Parallel Processing

PeakLab v2 Documentation Contents R2N Software Home R2N Software Support

Parallel Processing

The Parallel Processing option in the Edit menu is used to specify the multithreading behavior of the program's matrix inversions, its Fourier convolutions for IRFs, and for the computationally intensive closed-form model computation. The option is also used to specify the maximum number of CPU threads that can be allocated for PeakLab parallel processing operations.

Matrix Operations

If you are fitting a large number of peaks, the inverse that is computed on each iteration can be done far more swift if parallelization is used. You will likely deem this essential for any fitting problem that involves a 500x500 matrix or larger. The following options are available:

Intel MKL LU

This is the default. It uses the Intel Math Kernel Library LU parallelization. The LU algorithm is especially well fitted to parallelization. PeakLab supplies the necessary Intel MKL DLLs.

Intel MKL QR

This also uses the Intel Math Kernel Library, but with the QR matrix algorithm. The QR algorithm is slower but offers a higher stability than the LU. PeakLab supplies the necessary Intel MKL DLLs.

Intel MKL SVD (1e-12)

This also uses the Intel Math Kernel Library SVD (Singular Value Decomposition) with a singular value threshold of 1e-12. The SVD is a very slow, computationally intense algorithm. The SVD performs a principal component noise filtration as part of the matrix computations. PeakLab supplies the necessary Intel MKL DLLs.

OpenBLAS LU

This is an alternative to the Intel Math Kernel Library LU parallelization. It uses the OpenBLAS LU parallelization algorithm. In certain instances, it may be slightly faster than the Intel library. PeakLab supplies the necessary OpenBLAS DLLs.

NVidia GPU LU

If you have a high powered NVidia GPU card, you may find a performance benefit using this LU option. You will need to install the NVidia GPU toolkit.

NVidia GPU QR

If you have a high powered NVidia GPU card, you may find a performance benefit using this QR option. You will need to install the NVidia GPU toolkit.

NVidia GPU SVD (1e-12)

If you have a high powered NVidia GPU card, this open offer the NVidia SVD (Singular Value Decomposition), again with a singular value threshold of 1e-12. Even with massive parallelization, the SVD is a slow, computationally intense algorithm. The SVD performs a principal component noise filtration as part of the matrix computations. You will need to install the NVidia GPU toolkit.

Non-Parallel

This is the single threaded option (no parallelization). It uses the Gauss-Jordan method for the inverse.

Model Computations

Parallel Convolution Models

The Fourier convolution of a peak model and an IRF is a computationally expensive procedure that must be performed on each iteration in a peak fit when an IRF model is being fitted. When this parallelization option is selected each peak in a given fit has its convolution computed on separate thread. PeakLab allows each peak to have its own specific IRF, so the convolutions are made on a per-peak basis instead of the overall data set.

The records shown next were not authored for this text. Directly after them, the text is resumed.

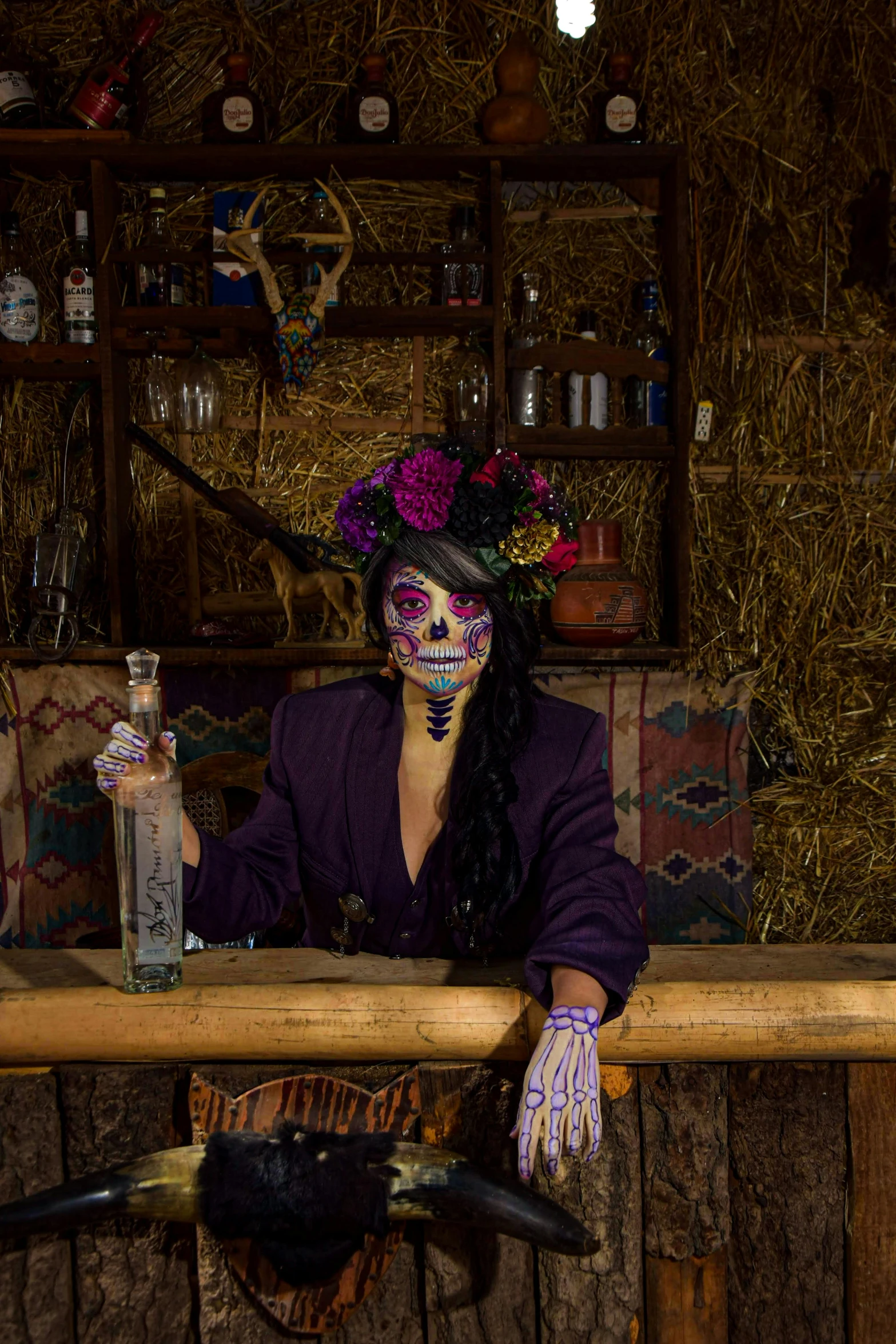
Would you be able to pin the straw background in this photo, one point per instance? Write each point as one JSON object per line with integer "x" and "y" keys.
{"x": 785, "y": 108}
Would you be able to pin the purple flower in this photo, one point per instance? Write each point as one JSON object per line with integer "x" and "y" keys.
{"x": 424, "y": 488}
{"x": 356, "y": 516}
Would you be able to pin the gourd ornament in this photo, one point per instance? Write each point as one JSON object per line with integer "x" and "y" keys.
{"x": 298, "y": 323}
{"x": 516, "y": 117}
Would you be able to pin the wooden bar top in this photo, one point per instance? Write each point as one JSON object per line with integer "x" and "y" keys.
{"x": 715, "y": 1003}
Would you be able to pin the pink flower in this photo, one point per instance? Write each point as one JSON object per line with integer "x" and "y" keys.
{"x": 491, "y": 472}
{"x": 560, "y": 557}
{"x": 424, "y": 488}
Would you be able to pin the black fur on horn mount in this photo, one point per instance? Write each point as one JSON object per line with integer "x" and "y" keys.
{"x": 308, "y": 1200}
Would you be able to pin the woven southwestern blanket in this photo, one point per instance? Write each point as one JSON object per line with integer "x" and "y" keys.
{"x": 676, "y": 755}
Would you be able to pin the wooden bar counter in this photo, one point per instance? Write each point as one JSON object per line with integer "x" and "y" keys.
{"x": 722, "y": 1004}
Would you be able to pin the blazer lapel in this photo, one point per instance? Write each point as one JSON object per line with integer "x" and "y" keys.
{"x": 371, "y": 781}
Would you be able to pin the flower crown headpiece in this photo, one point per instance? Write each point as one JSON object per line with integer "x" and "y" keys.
{"x": 516, "y": 524}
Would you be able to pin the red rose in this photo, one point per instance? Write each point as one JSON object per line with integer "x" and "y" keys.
{"x": 491, "y": 472}
{"x": 560, "y": 557}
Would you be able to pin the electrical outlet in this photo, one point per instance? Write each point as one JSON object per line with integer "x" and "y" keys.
{"x": 703, "y": 423}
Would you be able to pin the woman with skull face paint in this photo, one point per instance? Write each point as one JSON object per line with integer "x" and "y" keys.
{"x": 449, "y": 808}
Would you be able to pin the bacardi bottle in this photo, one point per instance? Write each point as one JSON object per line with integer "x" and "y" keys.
{"x": 148, "y": 846}
{"x": 19, "y": 303}
{"x": 109, "y": 97}
{"x": 79, "y": 320}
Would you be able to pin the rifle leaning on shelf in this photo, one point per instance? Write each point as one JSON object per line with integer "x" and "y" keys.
{"x": 302, "y": 548}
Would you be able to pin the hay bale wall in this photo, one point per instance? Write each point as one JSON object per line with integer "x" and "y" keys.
{"x": 785, "y": 109}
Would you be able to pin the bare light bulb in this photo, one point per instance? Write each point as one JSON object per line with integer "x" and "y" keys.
{"x": 575, "y": 17}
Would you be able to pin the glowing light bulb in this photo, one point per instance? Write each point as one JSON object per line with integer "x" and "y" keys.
{"x": 575, "y": 17}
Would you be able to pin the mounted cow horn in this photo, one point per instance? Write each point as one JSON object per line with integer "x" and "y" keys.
{"x": 306, "y": 1199}
{"x": 298, "y": 324}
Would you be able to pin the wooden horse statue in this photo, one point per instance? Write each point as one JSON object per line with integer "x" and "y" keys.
{"x": 298, "y": 324}
{"x": 328, "y": 584}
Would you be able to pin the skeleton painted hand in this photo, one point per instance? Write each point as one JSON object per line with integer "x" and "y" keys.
{"x": 124, "y": 749}
{"x": 562, "y": 1091}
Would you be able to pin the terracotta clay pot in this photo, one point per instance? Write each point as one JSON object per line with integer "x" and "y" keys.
{"x": 598, "y": 604}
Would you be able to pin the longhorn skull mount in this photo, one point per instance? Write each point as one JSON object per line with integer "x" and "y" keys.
{"x": 298, "y": 331}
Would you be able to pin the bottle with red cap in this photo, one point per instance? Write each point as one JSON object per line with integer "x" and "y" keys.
{"x": 234, "y": 114}
{"x": 620, "y": 114}
{"x": 110, "y": 96}
{"x": 371, "y": 116}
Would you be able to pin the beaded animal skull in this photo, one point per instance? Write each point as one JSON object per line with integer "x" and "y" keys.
{"x": 298, "y": 323}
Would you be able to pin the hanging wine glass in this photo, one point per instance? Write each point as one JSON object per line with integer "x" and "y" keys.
{"x": 199, "y": 394}
{"x": 159, "y": 392}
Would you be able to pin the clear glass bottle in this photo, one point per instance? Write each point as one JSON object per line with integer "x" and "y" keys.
{"x": 323, "y": 220}
{"x": 79, "y": 317}
{"x": 162, "y": 283}
{"x": 587, "y": 394}
{"x": 148, "y": 846}
{"x": 463, "y": 277}
{"x": 472, "y": 379}
{"x": 19, "y": 303}
{"x": 648, "y": 400}
{"x": 527, "y": 385}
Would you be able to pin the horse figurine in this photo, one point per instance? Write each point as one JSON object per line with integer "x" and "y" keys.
{"x": 298, "y": 324}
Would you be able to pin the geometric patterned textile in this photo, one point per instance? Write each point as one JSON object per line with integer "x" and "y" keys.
{"x": 678, "y": 761}
{"x": 676, "y": 755}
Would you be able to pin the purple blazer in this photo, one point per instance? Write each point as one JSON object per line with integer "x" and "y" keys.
{"x": 328, "y": 823}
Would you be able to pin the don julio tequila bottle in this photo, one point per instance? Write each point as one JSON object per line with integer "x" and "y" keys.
{"x": 148, "y": 839}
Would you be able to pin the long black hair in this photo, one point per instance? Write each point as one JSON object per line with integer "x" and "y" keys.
{"x": 496, "y": 727}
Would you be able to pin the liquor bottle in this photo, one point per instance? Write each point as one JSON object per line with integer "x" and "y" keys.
{"x": 371, "y": 116}
{"x": 527, "y": 385}
{"x": 620, "y": 113}
{"x": 463, "y": 279}
{"x": 19, "y": 303}
{"x": 587, "y": 394}
{"x": 323, "y": 220}
{"x": 648, "y": 400}
{"x": 109, "y": 98}
{"x": 162, "y": 283}
{"x": 148, "y": 839}
{"x": 234, "y": 114}
{"x": 472, "y": 379}
{"x": 79, "y": 320}
{"x": 18, "y": 102}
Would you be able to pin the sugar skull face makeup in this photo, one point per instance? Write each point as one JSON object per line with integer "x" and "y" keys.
{"x": 440, "y": 640}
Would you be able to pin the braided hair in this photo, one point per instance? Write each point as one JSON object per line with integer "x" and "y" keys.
{"x": 496, "y": 726}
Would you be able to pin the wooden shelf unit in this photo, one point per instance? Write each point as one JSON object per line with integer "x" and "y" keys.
{"x": 660, "y": 171}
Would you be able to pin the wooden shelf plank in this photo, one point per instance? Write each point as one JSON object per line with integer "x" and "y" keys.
{"x": 41, "y": 360}
{"x": 699, "y": 1003}
{"x": 329, "y": 654}
{"x": 416, "y": 320}
{"x": 195, "y": 162}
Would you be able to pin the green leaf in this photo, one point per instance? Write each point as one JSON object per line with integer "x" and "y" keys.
{"x": 493, "y": 562}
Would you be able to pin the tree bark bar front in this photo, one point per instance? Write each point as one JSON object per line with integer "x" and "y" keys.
{"x": 712, "y": 1004}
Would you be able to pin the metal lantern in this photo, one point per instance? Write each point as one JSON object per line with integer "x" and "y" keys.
{"x": 199, "y": 394}
{"x": 58, "y": 567}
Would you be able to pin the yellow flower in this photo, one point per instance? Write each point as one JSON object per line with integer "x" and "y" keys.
{"x": 529, "y": 544}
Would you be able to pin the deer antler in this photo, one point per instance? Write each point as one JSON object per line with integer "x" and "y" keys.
{"x": 244, "y": 246}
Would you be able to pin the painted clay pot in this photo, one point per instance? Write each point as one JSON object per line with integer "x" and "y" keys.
{"x": 598, "y": 604}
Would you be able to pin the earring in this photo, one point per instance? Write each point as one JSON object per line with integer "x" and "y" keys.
{"x": 391, "y": 667}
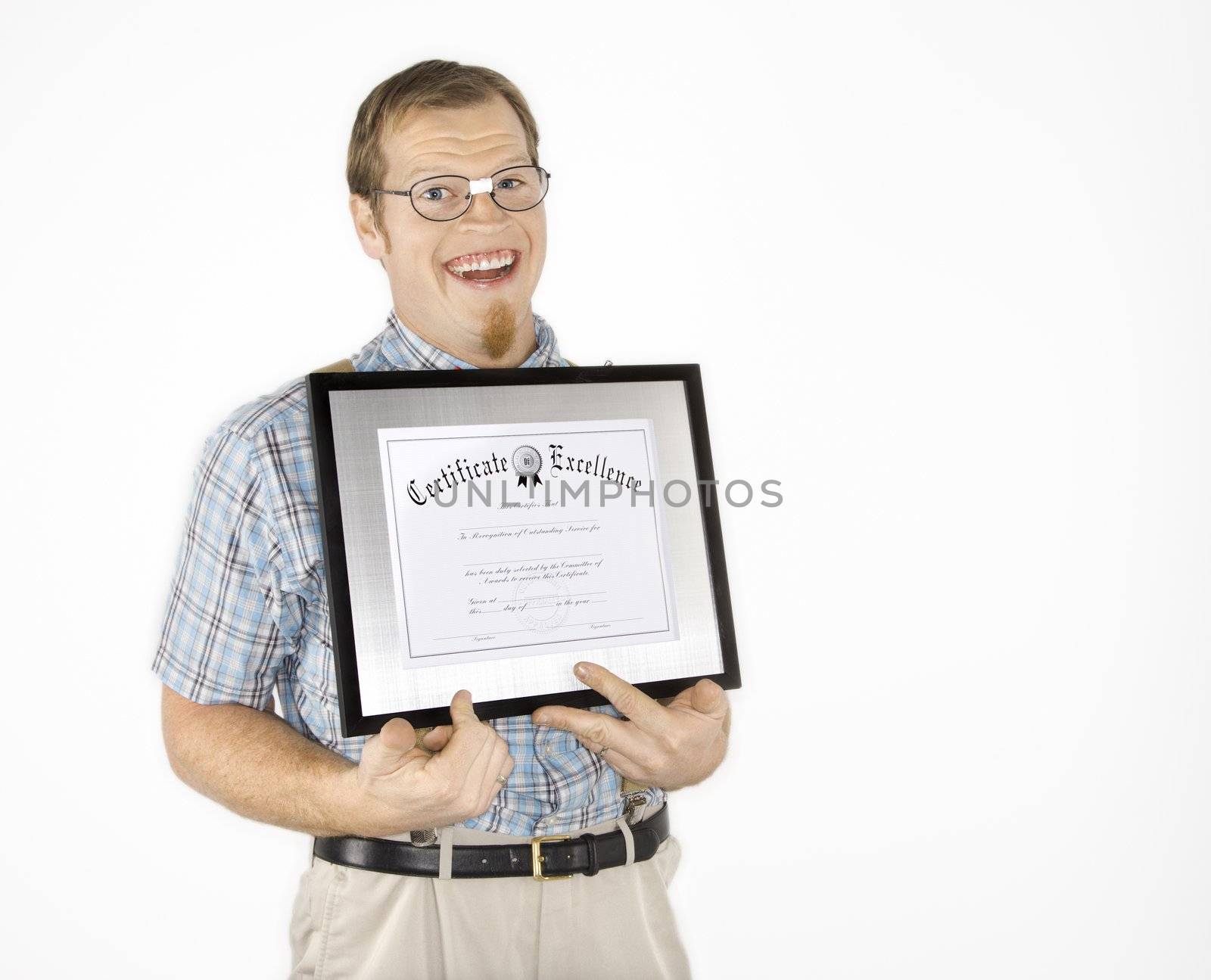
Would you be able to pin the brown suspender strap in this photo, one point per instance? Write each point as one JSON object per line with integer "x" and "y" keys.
{"x": 337, "y": 367}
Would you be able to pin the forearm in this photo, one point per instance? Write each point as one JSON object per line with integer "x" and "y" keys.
{"x": 256, "y": 764}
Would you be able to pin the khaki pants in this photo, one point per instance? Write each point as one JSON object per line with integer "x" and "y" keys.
{"x": 355, "y": 923}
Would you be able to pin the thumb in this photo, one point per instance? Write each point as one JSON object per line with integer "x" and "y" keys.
{"x": 708, "y": 698}
{"x": 462, "y": 713}
{"x": 384, "y": 752}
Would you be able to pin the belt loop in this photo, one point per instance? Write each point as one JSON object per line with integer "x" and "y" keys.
{"x": 446, "y": 859}
{"x": 630, "y": 840}
{"x": 591, "y": 841}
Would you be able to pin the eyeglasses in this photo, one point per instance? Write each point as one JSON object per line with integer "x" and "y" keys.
{"x": 448, "y": 197}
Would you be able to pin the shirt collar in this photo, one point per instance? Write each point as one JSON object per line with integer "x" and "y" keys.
{"x": 407, "y": 350}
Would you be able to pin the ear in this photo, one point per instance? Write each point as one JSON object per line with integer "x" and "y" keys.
{"x": 375, "y": 244}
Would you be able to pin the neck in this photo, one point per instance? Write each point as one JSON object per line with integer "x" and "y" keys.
{"x": 472, "y": 348}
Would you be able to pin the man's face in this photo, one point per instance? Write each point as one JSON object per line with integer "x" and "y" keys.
{"x": 480, "y": 321}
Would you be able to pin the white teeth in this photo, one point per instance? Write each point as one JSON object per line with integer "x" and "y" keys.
{"x": 493, "y": 263}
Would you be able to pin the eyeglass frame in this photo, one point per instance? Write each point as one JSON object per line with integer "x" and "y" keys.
{"x": 476, "y": 188}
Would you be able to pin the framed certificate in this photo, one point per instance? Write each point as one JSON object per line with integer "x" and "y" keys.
{"x": 486, "y": 530}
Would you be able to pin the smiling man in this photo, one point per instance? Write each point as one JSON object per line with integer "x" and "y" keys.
{"x": 424, "y": 838}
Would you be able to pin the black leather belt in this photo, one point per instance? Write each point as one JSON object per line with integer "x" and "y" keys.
{"x": 544, "y": 858}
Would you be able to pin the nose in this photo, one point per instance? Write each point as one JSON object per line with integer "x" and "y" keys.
{"x": 484, "y": 213}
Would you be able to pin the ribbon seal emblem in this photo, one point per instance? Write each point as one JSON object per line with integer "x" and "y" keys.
{"x": 527, "y": 462}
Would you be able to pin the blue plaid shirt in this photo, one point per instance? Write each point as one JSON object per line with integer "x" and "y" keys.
{"x": 247, "y": 609}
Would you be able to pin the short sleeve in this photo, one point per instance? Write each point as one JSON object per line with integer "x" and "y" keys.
{"x": 221, "y": 641}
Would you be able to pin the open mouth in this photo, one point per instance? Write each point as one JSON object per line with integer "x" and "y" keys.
{"x": 482, "y": 268}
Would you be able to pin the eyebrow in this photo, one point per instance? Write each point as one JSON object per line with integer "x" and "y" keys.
{"x": 417, "y": 173}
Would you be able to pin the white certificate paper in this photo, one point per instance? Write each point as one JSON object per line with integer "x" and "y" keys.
{"x": 551, "y": 540}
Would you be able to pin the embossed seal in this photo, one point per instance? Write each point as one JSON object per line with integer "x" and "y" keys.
{"x": 542, "y": 603}
{"x": 527, "y": 463}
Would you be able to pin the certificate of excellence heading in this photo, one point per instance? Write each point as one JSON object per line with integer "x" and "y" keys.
{"x": 518, "y": 540}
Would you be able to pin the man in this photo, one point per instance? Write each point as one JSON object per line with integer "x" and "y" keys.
{"x": 247, "y": 612}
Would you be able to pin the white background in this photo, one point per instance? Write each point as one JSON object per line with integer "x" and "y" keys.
{"x": 945, "y": 266}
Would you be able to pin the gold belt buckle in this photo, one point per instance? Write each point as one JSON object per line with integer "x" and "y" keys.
{"x": 537, "y": 857}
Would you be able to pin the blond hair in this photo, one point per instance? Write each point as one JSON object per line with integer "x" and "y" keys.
{"x": 427, "y": 85}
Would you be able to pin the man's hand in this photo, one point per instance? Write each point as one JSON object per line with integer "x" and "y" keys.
{"x": 407, "y": 788}
{"x": 668, "y": 746}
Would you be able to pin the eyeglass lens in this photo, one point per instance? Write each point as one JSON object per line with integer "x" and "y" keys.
{"x": 445, "y": 198}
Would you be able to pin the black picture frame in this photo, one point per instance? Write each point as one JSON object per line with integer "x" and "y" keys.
{"x": 321, "y": 385}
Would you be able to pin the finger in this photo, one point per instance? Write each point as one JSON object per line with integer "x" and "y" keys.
{"x": 384, "y": 752}
{"x": 397, "y": 739}
{"x": 708, "y": 698}
{"x": 462, "y": 710}
{"x": 436, "y": 739}
{"x": 627, "y": 698}
{"x": 618, "y": 761}
{"x": 500, "y": 766}
{"x": 595, "y": 726}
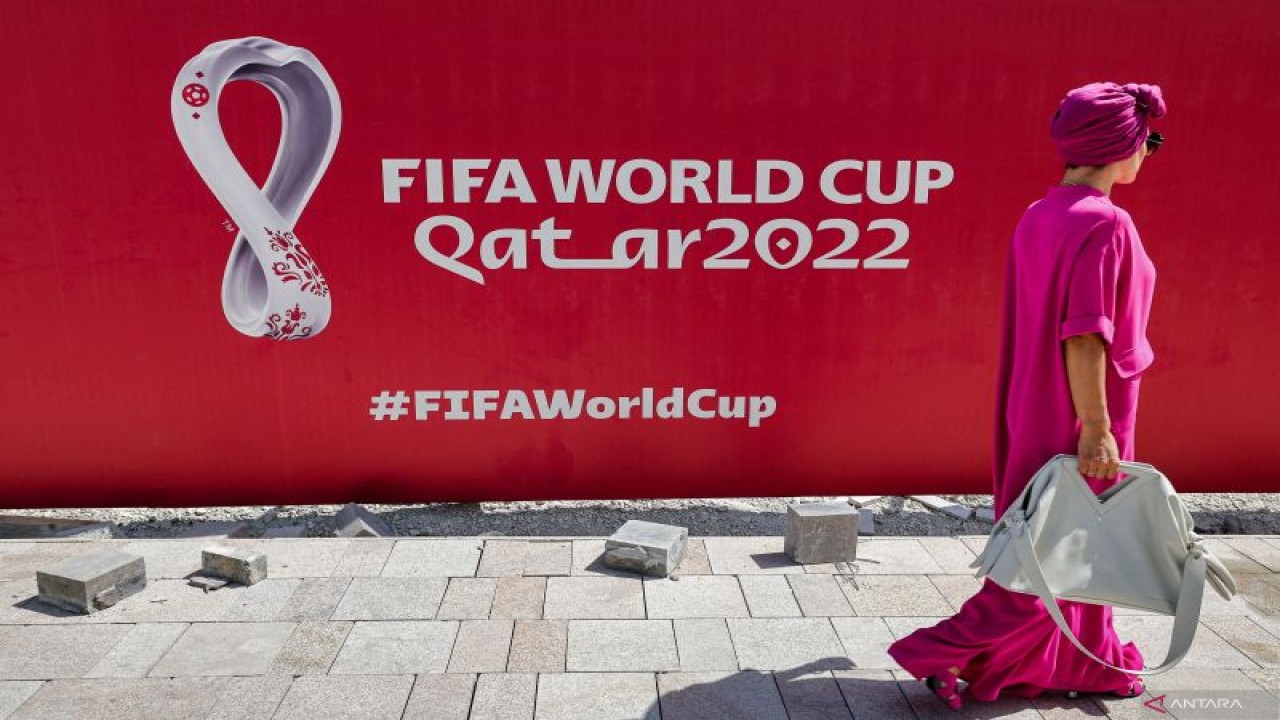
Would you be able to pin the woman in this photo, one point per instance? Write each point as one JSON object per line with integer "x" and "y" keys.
{"x": 1078, "y": 288}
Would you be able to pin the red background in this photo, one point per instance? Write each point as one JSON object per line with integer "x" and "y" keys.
{"x": 123, "y": 384}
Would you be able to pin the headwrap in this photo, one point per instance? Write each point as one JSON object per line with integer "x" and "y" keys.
{"x": 1105, "y": 122}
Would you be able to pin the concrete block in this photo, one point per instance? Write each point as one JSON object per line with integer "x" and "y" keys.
{"x": 821, "y": 532}
{"x": 214, "y": 531}
{"x": 238, "y": 565}
{"x": 91, "y": 580}
{"x": 206, "y": 583}
{"x": 95, "y": 531}
{"x": 356, "y": 522}
{"x": 942, "y": 505}
{"x": 647, "y": 547}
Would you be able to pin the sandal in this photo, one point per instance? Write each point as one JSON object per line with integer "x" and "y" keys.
{"x": 944, "y": 689}
{"x": 1134, "y": 689}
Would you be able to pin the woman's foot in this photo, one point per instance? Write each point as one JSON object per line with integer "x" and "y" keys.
{"x": 945, "y": 687}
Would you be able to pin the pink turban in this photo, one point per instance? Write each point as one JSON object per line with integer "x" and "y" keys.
{"x": 1105, "y": 122}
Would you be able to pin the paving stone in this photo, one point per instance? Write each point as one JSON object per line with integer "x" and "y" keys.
{"x": 896, "y": 556}
{"x": 821, "y": 532}
{"x": 311, "y": 648}
{"x": 1057, "y": 706}
{"x": 467, "y": 598}
{"x": 1267, "y": 678}
{"x": 315, "y": 598}
{"x": 391, "y": 647}
{"x": 167, "y": 559}
{"x": 812, "y": 696}
{"x": 1152, "y": 633}
{"x": 1235, "y": 561}
{"x": 123, "y": 698}
{"x": 260, "y": 601}
{"x": 13, "y": 693}
{"x": 621, "y": 646}
{"x": 215, "y": 531}
{"x": 589, "y": 560}
{"x": 251, "y": 698}
{"x": 364, "y": 557}
{"x": 440, "y": 697}
{"x": 594, "y": 598}
{"x": 950, "y": 554}
{"x": 481, "y": 646}
{"x": 956, "y": 588}
{"x": 599, "y": 696}
{"x": 865, "y": 642}
{"x": 905, "y": 625}
{"x": 650, "y": 548}
{"x": 224, "y": 648}
{"x": 894, "y": 595}
{"x": 749, "y": 556}
{"x": 819, "y": 596}
{"x": 787, "y": 643}
{"x": 504, "y": 697}
{"x": 704, "y": 645}
{"x": 41, "y": 652}
{"x": 1262, "y": 592}
{"x": 1242, "y": 633}
{"x": 695, "y": 561}
{"x": 538, "y": 646}
{"x": 700, "y": 696}
{"x": 769, "y": 596}
{"x": 135, "y": 655}
{"x": 236, "y": 564}
{"x": 519, "y": 597}
{"x": 286, "y": 532}
{"x": 391, "y": 598}
{"x": 694, "y": 596}
{"x": 91, "y": 580}
{"x": 350, "y": 697}
{"x": 872, "y": 693}
{"x": 357, "y": 522}
{"x": 502, "y": 559}
{"x": 1257, "y": 550}
{"x": 549, "y": 557}
{"x": 433, "y": 557}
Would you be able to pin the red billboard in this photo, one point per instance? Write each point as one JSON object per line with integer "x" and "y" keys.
{"x": 453, "y": 251}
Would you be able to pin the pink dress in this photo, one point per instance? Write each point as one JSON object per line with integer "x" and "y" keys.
{"x": 1075, "y": 265}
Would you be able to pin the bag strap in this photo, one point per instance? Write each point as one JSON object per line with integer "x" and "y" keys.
{"x": 1184, "y": 620}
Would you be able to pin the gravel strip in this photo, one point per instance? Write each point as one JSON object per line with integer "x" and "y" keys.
{"x": 1214, "y": 513}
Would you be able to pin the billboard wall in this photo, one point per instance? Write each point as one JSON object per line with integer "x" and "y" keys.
{"x": 405, "y": 251}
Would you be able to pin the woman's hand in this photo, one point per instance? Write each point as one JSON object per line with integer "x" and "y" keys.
{"x": 1098, "y": 454}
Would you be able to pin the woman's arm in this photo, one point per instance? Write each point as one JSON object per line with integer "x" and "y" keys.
{"x": 1086, "y": 370}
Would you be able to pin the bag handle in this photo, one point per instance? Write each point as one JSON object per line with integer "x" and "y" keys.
{"x": 1184, "y": 621}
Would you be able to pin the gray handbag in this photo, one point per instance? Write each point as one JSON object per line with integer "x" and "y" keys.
{"x": 1132, "y": 546}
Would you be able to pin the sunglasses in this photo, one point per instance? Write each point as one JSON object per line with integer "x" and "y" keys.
{"x": 1153, "y": 141}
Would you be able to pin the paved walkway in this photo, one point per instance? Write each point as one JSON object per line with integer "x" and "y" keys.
{"x": 538, "y": 628}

Parallel Closed-Form Models

Certain closed-form model computations, such as the Gen2HVL, may benefit from parallelization.

In all cases, multiple data sets will be processed on independent threads. That is to say, all fits will be run simultaneously. For computationally fast functions or when many data sets being fit at the same, the benefit of this parallelizations may be nil or result in higher processing times. It is recommended that this parallelization be turned off if you will routinely be simultaneously fitting multiple data sets of it you are fitting simple closed form functions. The context switching overhead of the threading may be more expensive than what is gained from the parallel processing.

Max CPU Threads

By default the parallelization in PeakLab will use all available threads. Use this option to reserve some number of CPU threads for other processes. Under certain conditions, you may find the same performance from eight threads, for example. as you might see from using all of the threads on your machine. Context switching can be expensive and contention between threads can limit the performance benefit. You can assume the threads that manage multiple data sets are global and within them are successively the threads for the model computations and then the threads for the matrix inverse. The model computations and matrix inverse do not run simultaneously within a given fit.